After some legwork on Stovall’s part (with the help of his father), other papers ran the column as well, including the Waco Tribune, the San Antonio Light, and the El Paso Times. Early in 1983, Universal Press Syndicate caught wind of the column and began syndicating it in April of that year.

In 1985, Stovall, appearing at a public relations event, was the first person to demonstrate the Nintendo Entertainment System (released in 1983 in Japan as the Famicom) to the U.S. media. Stovall, whose writing also appeared in such publications as Family Circle, Omni, and Woman’s Day, continued writing his column until 1990, when he enrolled in college at Southern Methodist University (SMU) in Dallas.

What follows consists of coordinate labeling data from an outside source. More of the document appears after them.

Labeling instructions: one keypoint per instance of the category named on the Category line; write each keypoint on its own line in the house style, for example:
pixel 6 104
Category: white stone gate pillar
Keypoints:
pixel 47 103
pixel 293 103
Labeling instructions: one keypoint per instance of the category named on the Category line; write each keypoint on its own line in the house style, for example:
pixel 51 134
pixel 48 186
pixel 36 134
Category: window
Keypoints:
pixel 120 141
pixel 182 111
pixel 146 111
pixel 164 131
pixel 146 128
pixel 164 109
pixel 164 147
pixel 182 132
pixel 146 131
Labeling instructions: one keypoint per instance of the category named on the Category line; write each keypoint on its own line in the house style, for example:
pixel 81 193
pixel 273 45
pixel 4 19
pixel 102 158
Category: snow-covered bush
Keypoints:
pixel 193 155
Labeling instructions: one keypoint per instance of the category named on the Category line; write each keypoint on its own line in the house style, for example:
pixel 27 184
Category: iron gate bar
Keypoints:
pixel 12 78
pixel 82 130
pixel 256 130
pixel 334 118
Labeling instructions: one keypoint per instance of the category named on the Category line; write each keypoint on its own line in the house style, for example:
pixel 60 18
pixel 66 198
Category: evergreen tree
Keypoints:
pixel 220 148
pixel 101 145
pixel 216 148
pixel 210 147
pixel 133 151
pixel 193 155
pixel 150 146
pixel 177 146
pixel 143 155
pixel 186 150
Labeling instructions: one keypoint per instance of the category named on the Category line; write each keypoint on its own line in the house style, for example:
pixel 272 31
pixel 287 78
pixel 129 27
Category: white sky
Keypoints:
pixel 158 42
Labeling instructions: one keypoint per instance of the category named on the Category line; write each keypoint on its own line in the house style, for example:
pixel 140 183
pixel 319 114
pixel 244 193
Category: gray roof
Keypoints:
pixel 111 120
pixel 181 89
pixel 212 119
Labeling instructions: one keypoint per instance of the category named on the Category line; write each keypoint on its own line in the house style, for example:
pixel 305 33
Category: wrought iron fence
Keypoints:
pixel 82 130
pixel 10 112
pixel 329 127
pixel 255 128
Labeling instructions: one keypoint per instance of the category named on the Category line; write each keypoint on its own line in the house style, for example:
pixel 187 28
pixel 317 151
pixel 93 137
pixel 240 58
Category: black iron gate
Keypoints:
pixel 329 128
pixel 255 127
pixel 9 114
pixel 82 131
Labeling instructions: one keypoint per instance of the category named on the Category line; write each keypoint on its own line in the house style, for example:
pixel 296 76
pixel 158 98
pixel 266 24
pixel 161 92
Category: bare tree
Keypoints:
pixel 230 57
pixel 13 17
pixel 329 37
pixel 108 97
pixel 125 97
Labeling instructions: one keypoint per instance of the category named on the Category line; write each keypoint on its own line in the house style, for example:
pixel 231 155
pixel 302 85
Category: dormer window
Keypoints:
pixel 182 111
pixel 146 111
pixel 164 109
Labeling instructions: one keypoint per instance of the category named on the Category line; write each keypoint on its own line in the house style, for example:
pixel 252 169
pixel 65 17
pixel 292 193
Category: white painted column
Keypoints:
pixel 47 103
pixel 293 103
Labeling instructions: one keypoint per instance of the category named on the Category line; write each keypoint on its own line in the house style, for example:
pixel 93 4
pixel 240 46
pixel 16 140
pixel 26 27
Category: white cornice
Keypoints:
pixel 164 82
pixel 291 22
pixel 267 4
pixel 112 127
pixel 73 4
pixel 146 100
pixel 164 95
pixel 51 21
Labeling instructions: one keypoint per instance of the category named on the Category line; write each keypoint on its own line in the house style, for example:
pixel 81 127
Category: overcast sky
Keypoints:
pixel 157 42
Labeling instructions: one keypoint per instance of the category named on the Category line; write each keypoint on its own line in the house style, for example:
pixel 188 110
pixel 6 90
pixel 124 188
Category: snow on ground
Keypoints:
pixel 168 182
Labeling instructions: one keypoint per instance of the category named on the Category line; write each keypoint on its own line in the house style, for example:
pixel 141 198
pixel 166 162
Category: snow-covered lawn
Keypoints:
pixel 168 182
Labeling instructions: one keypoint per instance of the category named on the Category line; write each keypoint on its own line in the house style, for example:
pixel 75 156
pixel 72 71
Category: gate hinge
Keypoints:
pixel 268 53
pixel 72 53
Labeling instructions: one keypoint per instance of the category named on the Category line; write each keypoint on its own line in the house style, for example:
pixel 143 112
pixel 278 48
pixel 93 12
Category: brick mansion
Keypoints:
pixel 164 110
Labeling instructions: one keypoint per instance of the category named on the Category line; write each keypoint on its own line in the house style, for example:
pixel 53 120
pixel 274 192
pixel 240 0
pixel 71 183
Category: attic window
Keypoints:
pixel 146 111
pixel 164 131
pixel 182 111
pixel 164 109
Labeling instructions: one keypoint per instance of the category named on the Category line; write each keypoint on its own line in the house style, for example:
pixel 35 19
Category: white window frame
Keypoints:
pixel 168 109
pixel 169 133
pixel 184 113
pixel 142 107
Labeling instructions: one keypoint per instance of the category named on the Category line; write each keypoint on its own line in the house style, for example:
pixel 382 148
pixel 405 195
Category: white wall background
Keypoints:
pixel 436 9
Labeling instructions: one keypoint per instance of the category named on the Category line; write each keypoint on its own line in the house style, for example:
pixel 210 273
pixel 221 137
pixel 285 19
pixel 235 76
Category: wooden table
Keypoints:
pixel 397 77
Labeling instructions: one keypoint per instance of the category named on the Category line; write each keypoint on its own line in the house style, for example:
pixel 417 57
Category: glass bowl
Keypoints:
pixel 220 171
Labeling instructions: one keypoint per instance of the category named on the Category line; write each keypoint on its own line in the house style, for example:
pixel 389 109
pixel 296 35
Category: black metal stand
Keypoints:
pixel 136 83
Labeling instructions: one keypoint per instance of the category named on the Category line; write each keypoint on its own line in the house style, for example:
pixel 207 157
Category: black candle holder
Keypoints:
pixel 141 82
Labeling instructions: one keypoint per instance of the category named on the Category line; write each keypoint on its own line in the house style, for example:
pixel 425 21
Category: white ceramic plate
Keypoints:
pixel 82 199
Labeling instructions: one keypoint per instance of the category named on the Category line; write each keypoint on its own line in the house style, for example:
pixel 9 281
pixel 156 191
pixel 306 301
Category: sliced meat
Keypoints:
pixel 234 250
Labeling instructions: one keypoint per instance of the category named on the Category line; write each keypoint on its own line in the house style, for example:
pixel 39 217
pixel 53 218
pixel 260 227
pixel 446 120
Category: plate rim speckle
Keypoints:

At breakfast, Stovall told me he had discontinued the column because he would have had to start buying the new systems that were out at the time, such as the SegaGenesis, TurboGrafx-16, and the forthcoming Super Nintendo. He also told me that the Atari 2600 and the Vectrex (a short-lived tabletop unit with vector graphics) were the only vintage game systems he still had in his collection.

As we parted, Stovall and I agreed we should hang out at some future point when he would be in town. I’m already looking forward to it.